I’m proud of the fact that my stance on right and wrong makes me the type of person that some people do not want to be associated with, because the feeling is mutual. Life is short. I’d prefer to spend my time with likeminded people who have respect for the law and understand the difference between right and wrong. I want the people with which my daughter will grow up being surrounded by, to be good, honest, loving people and role models with integrity and a set of morals and ethics that will go towards building her up into a strong, confident and compassionate person.

I’m also proud of my breasts, which were referred to as ‘pap sakke’ (saggy bags). Another comment and dig aimed at degrading an undermining me. These saggy bags nourished my daughter for 4 months. Against all the odds stacked against me, after nearly dying while trying to give her a chance at life, they were able to produce milk for her first few months in life. They nestled her when she grew strong enough to be held. Their warmth and comfort stabilized her blood pressure, breathing and heart rate. When she was suffering with reflux and screaming from exhaustion, pain and hunger, they comforted her. When she was sick and needed comforting, they were there for her and still are. They may not be as perky and pretty as a young woman’s, but I’m not a young woman anymore, so I can’t expect them to be what they aren’t.
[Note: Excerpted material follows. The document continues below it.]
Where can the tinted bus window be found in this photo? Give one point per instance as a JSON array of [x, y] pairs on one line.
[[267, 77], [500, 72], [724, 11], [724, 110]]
We aren’t designed to leave this world in mint condition. My body and my breasts may not be in their best shape. But they have made sacrifices for my child that few can understand. To my own detriment in many ways I neglected my own mental and physical health and appearance for the last few years while focusing on raising our medically fragile daughter. I fought through deadly levels of high blood pressure, fluid building up in my lungs, my liver and kidneys failing, the risk of blood clots, heart attacks and strokes, all for our daughter to have a chance at life. I placed so much focus and energy in her first few months that I failed to recognize a potentially devastating combination of PTSD and PPD which very nearly resulted in me taking my own life.

So, if the worst insults that somebody can come up with is that my opinions irritate the shit out of them, and that my breasts are saggy, then I consider my life so far to be a fairly good success.

Once we have left this world, our outward appearance is going to be one of the least remembered attributes. We won’t be remembered for how much money we made, what types of cars we drove, or how big our houses were. We will however, be remembered for how we treated others, the lessons we taught them, the time we spent with them, and how we spent that time. We will be remembered for our actions, and words.  Best we use those words wisely and spread positivity, integrity, understanding, love and respect.

Now if you’ll kindly excuse me, our sickly toddler want to nuzzle up to her moms saggy breasts for comfort as she fights her first cold of the winter.